Un correlato poético (no una equivalencia) de este párrafo se aprecia en la novela que estoy leyendo ahora y de la que hablaré mañana, escrita por autor joven, buen auriga, al que saludamos:

'El sol completa su declive tiñendo el horizonte de color oro viejo. Está al final del camino, la última luz filtrándose entre los pinos, la dolorosa incapacidad de controlar los efectos de las palabras. Las palabras nombran el mundo, dice Fernando. Las palabras ponen nombre a los sentimientos. Pero hay todo un universo fuera del alcance de las palabras. Una fuerza soterrada que nace del estómago y se aprieta en la sien y avanza hasta la garganta que tiembla porque no sabe elegir cuál es la palabra adecuada.

Están a dos kilómetros del pueblo.
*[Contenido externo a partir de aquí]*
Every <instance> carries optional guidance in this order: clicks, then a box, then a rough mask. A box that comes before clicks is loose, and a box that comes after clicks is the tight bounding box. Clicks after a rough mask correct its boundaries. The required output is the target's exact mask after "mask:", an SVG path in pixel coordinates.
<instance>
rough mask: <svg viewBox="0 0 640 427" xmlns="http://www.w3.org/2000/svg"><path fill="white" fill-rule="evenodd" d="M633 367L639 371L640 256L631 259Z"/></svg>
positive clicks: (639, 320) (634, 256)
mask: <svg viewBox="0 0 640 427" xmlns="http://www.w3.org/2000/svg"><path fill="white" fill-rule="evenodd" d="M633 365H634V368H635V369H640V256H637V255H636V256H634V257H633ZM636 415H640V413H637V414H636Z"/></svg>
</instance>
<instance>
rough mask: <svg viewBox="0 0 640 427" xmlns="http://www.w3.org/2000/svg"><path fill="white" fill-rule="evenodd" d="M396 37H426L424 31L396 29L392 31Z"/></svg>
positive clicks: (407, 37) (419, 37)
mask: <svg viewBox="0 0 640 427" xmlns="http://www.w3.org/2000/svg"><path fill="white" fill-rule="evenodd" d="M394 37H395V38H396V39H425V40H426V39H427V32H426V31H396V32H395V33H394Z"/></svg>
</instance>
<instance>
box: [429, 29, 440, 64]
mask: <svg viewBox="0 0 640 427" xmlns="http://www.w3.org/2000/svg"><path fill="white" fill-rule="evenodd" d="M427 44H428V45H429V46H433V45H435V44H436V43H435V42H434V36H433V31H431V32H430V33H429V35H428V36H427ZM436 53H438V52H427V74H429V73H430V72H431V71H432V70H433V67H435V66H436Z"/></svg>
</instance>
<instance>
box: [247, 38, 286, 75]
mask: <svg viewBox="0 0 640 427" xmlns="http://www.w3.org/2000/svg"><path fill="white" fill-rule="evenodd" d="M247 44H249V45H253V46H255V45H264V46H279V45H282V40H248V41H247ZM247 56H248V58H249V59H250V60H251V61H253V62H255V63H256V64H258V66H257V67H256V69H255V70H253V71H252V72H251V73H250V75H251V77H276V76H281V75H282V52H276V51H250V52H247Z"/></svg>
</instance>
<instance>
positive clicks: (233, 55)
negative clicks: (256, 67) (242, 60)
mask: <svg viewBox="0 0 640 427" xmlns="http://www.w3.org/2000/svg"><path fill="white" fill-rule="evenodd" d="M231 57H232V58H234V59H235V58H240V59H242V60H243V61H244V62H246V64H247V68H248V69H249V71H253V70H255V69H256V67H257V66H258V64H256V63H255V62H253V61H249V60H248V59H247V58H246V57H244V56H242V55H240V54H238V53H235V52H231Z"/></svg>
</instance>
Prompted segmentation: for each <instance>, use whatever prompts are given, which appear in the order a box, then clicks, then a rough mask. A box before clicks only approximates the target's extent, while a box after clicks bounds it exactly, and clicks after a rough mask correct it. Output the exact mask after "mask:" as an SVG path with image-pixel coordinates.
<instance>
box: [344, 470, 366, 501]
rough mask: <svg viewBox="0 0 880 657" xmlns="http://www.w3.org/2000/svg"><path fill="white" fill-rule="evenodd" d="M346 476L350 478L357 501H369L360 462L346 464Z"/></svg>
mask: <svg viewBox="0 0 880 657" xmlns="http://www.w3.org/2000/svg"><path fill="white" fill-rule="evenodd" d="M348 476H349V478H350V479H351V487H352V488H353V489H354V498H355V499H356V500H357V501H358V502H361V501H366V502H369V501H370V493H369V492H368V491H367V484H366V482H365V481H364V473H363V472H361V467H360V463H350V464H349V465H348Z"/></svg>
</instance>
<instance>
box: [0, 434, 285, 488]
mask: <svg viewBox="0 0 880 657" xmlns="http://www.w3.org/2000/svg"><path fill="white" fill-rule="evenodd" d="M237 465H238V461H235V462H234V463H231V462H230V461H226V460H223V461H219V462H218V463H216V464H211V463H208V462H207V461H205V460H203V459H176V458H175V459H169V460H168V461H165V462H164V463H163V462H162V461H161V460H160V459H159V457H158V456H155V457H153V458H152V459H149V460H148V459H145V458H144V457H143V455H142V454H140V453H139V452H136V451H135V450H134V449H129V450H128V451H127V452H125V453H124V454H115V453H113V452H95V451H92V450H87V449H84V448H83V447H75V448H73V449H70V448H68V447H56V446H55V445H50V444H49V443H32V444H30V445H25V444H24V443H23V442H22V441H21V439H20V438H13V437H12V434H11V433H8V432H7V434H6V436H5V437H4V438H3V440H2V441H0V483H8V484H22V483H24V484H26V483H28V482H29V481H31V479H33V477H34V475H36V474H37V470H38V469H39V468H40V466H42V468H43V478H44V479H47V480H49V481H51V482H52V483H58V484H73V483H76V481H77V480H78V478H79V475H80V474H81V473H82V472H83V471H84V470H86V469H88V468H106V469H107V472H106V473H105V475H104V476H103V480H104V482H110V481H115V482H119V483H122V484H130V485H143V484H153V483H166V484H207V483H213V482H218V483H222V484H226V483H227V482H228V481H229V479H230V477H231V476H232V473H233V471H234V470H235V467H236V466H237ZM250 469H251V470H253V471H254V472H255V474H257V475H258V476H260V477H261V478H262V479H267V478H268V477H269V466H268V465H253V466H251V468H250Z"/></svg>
Llevan las sandalias manchadas de polvo. Detrás de la curva, tras el recoveco que forma la jara y los matorrales de brezo, tibio y oscuro como un destino oculto, les espera el dique, las aguas sedosas que reflejan una luna redonda, enorme, blanca.

Se acercan a la orilla. Acaban de besarse. Ella le acaricia la cara. Se escuchan los grillos, el silencio, el sonido sereno del agua. Comienza a destrabarle los botones. Se separa. Desanuda las lazadas de sus tirantes y la piel es oscura y el vestido claro y de repente todo es oscuro delante de él, que tirita sin que haga frío. NO DIGAS NADA, se dice. NO LA LLAMES; NO HABLES. Ella se ha dado la vuelta y entra suavemente en la quietud del agua.

Se detiene y mira atrás. NO DIGAS NADA, piensa, POR FAVOR, NO DIGAS NADA. Le tiende la mano. Y él se la estrecha, libre de la camisa, el pantalón y el futuro; se acerca sin ropa y se deja atraer como si penetrara en un bosque tenebroso, sin llamarla ni hablar ni decirle nada, en una cueva sin ruido ni tiempo presente.

Justo al borde de la luz, ella brilla con luminosidad propia. Y arde, se extiende, funde la cabeza en su regazo y los cabellos en el agua y los brazos en las manos y el fuego que no cesa sino que se contagia, ladra, fluye en la superficie corrompida por el salvaje y tierno movimiento.

Hay un silencio absoluto y un sonido absoluto y una carencia y una luz absolutas en el límite franqueado por las insuficientes palabras. Ninguno de los dos escucha a los perros.